Русые волосы — непослушные и жесткие — такая редкость у мужчин, свешиваясь над глазами, придавали им ту глубину, которую он помнил у Ганы и которую стал забывать. (Люди не созданы для долгой памяти, это их спасает от терзаний.) Пухлые губы, спрятанные в бороде. Но он помнил, какими они были, когда он нашел его в Ленинграде — в каком-то общежитии, оборванного и жалкого, — такими же жалкими, как и вчера в ведомстве господина Дурново. Не кинулся на шею — устыдился его армейской формы и хромоты после злополучного самолета. На всё про всё у Иванова было отпущено три дня: устроил как мог и заплатил за год вперед — все сбережения, которые у него накопились в армии. Корыстная любовь — самая крепкая любовь, не стоит ее стыдиться.
Он поднял на него глаза. Дети неблагодарны. Что он ему может подарить? Любовь или ненависть? Терпение. Его больше ничем не удивишь. Прочь. Прочь отсюда.

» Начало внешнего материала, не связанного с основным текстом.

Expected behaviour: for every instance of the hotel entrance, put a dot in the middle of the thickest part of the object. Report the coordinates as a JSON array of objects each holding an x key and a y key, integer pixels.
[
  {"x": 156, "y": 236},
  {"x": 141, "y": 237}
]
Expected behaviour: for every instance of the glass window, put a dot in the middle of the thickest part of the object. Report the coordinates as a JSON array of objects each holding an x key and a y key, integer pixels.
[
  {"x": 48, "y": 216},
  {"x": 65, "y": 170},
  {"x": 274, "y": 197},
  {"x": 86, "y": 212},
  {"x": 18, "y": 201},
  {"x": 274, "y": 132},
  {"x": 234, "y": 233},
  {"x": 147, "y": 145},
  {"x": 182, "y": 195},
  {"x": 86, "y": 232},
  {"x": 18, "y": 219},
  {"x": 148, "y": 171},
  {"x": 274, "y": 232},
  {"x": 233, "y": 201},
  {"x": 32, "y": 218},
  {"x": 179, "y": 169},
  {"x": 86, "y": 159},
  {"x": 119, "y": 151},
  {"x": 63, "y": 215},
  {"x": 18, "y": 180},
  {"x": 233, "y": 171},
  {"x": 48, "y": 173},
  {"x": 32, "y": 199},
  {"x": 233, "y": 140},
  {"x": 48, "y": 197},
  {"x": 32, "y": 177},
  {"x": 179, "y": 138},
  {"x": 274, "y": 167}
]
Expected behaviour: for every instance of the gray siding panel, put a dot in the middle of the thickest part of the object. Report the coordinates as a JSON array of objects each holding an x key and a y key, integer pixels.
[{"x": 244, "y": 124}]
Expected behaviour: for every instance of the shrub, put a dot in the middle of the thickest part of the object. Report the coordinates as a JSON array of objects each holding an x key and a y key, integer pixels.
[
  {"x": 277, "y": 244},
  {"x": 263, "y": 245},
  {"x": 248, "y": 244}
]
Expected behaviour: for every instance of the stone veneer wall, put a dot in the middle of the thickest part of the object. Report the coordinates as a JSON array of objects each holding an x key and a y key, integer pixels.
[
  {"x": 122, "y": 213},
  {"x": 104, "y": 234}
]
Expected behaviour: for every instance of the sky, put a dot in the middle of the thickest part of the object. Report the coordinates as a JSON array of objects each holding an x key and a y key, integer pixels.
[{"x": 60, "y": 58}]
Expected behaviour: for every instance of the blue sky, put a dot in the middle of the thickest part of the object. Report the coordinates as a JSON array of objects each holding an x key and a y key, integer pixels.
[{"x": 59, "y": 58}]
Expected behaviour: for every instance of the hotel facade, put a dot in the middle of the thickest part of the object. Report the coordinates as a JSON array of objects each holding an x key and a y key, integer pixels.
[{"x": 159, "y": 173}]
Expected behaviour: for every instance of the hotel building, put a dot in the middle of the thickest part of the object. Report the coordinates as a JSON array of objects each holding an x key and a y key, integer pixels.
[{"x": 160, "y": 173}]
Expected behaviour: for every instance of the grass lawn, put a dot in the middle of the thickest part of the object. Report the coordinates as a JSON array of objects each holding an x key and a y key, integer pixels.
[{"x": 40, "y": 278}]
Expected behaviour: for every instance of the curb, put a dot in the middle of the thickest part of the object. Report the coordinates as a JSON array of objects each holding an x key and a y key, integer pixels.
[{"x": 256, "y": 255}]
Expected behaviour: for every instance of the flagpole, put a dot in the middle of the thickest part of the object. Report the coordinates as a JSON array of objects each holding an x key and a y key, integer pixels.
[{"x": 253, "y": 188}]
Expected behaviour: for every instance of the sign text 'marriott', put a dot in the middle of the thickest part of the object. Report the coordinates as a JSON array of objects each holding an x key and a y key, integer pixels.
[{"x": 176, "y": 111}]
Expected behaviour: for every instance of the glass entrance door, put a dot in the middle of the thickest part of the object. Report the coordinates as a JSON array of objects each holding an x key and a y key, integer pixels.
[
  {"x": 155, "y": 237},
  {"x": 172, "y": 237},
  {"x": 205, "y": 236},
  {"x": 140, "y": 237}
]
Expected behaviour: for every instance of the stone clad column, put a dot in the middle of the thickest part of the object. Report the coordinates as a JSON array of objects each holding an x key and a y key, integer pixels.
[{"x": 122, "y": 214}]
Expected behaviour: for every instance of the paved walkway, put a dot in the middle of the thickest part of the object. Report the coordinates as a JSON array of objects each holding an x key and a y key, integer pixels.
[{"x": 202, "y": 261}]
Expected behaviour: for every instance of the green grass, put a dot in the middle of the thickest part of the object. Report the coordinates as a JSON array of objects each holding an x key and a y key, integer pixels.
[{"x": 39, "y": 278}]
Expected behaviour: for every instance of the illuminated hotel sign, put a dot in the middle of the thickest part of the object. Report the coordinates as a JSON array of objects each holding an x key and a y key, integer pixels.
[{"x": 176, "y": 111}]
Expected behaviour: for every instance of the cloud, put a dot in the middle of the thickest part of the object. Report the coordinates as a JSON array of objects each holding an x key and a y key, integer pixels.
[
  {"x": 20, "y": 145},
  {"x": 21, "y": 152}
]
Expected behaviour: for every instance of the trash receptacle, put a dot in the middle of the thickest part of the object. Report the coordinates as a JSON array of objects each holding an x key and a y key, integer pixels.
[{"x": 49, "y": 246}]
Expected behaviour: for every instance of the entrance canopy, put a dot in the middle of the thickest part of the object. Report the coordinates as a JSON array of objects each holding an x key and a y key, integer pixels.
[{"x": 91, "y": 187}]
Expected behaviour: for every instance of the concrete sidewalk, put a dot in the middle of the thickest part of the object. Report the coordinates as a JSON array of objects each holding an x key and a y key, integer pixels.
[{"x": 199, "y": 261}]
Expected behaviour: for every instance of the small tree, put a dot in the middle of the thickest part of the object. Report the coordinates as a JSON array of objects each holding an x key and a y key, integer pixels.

— Ну что же ты молчишь? — спросил он на прощание.
Казалось, из всех шагов на огромной площади он выделял только ее. Казалось, легкая, беззаботная фигура мелькнула совсем близко. Он даже на мгновение отвлекся от реальности и вспомнил ее глаза в тени спадающих волос. Сын набрался сил исповедаться:
— Я понял, ад — это катастрофа веры для неверующих...
От удивления он потерял из вида Изюминку-Ю. Впервые сын смотрел на него серьезно, даже с тайной надеждой получить от отца совет. Горько, что даже в этом ты никого не убедил в своей простоте. Через десяток лет он поймет, вынырнет из мрака, чтобы понять, чтобы в свою очередь вспоминать о чем-то сокровенном, но не сбывшемся. Но разве тебе от этого легче? Разве тебе этого хочется? Лишь малости — чтобы тебя тоже поняли. "Выбрал же ты время", — в сердцах подумал он.
— Уедешь в свой Париж. Там тебе повезет, — быстро ответил, боясь взглянуть в сторону Изюминки-Ю.
— Ты меня никогда не принимал таким, какой я есть, — с горечью произнес сын.
"Я и себя не принимал", — едва не признался он.
— Позаботься о ней.
— Что? Что ты сказал? — удивился сын.
Глаза изумленно блестели.
Он не позволил себе улыбнуться. Их взгляды встретились. Он давно подозревал, что сын стал взрослым, но только сейчас понял это.
— Если бы у меня была возможность, я бы выбрал другую женщину, — признался сын. — Зачем ты это сделал?